What about requiring optimistic locking for partial row updates? That
would seem to allow it to work without greatly contorting the rest of
ActiveRecord.

As for change tracking, jeremy has had a plugin around for ages
() which does the job nicely the
few times I've used it. The fact it hasn't gathered a large number of
users indicates to me that perhaps it's a bit of a niche feature.

So just my two cents - happy to discuss more if these seem like useful
ideas.
Charlie

Jack

The column objects we currently have are certainly anemic, and I agree
it'd be nice if the type casting code was pushed out of Base and into
the adapters. All things in good time, assuming the caching approach
works, I'd definitely like to tidy the implementation a little more.
I definitely like the general shape of:

attributes_cache['foo'] = self.columns['foo'].serialize(attributes['foo'])

So assuming we don't see any breakage, I'll investigate that kind of a change.

Excellent - that would be great.

We've discussed partial-row updates in the past here, and they're
incompatible with model validations. Concurrent updates can each
see a valid state, issue an update, and leave the record invalid.

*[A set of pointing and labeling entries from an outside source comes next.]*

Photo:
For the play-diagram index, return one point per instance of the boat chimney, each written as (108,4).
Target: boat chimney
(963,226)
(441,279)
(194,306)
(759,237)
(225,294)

Hmm. Thinking out loud, the validations would only check values that
have changed, so that seems ok. Then when you do an update, you'd
send the key fields and the changed fields.

Now if 2 people tried to update the same record, and ActiveRecord was
doing partial updates, then I could see how might end up in an invalid
state on the database side. Of course that's easily solved on the
database side - but there would be no way to solve it on the rails
side.

could definitely be put into a plugin, and I'm happy to roll in any
hooks needed to simplify that.

A possible hook would be a setter method you could override, or for a
cleaner implementation, fire a changed event when a field is updated.
Then you could roll your own "changed" hash table.

The fact it hasn't gathered a large number of
users indicates to me that perhaps it's a bit of a niche feature.

Interesting - ok.

Anyway, I'd agree keeping track of changes is not nearly as important
as separating out serialized/unserialized values in the attributes
hash table and having a good column implementation.

I'm excited you're looking at this, this will be a big improvement for
ActiveRecord.

Charlie

What about requiring optimistic locking for partial row updates? That would
seem to allow it to work without greatly contorting the rest of
ActiveRecord.

Yeah, if someone wanted to implement this kind of behaviour with a
plugin, they'd definitely need to be checking locks_optimistically? or
whatever that boolean is. Starting with Jeremy's dirty plugin, I
imagine it won't be a huge amount of work.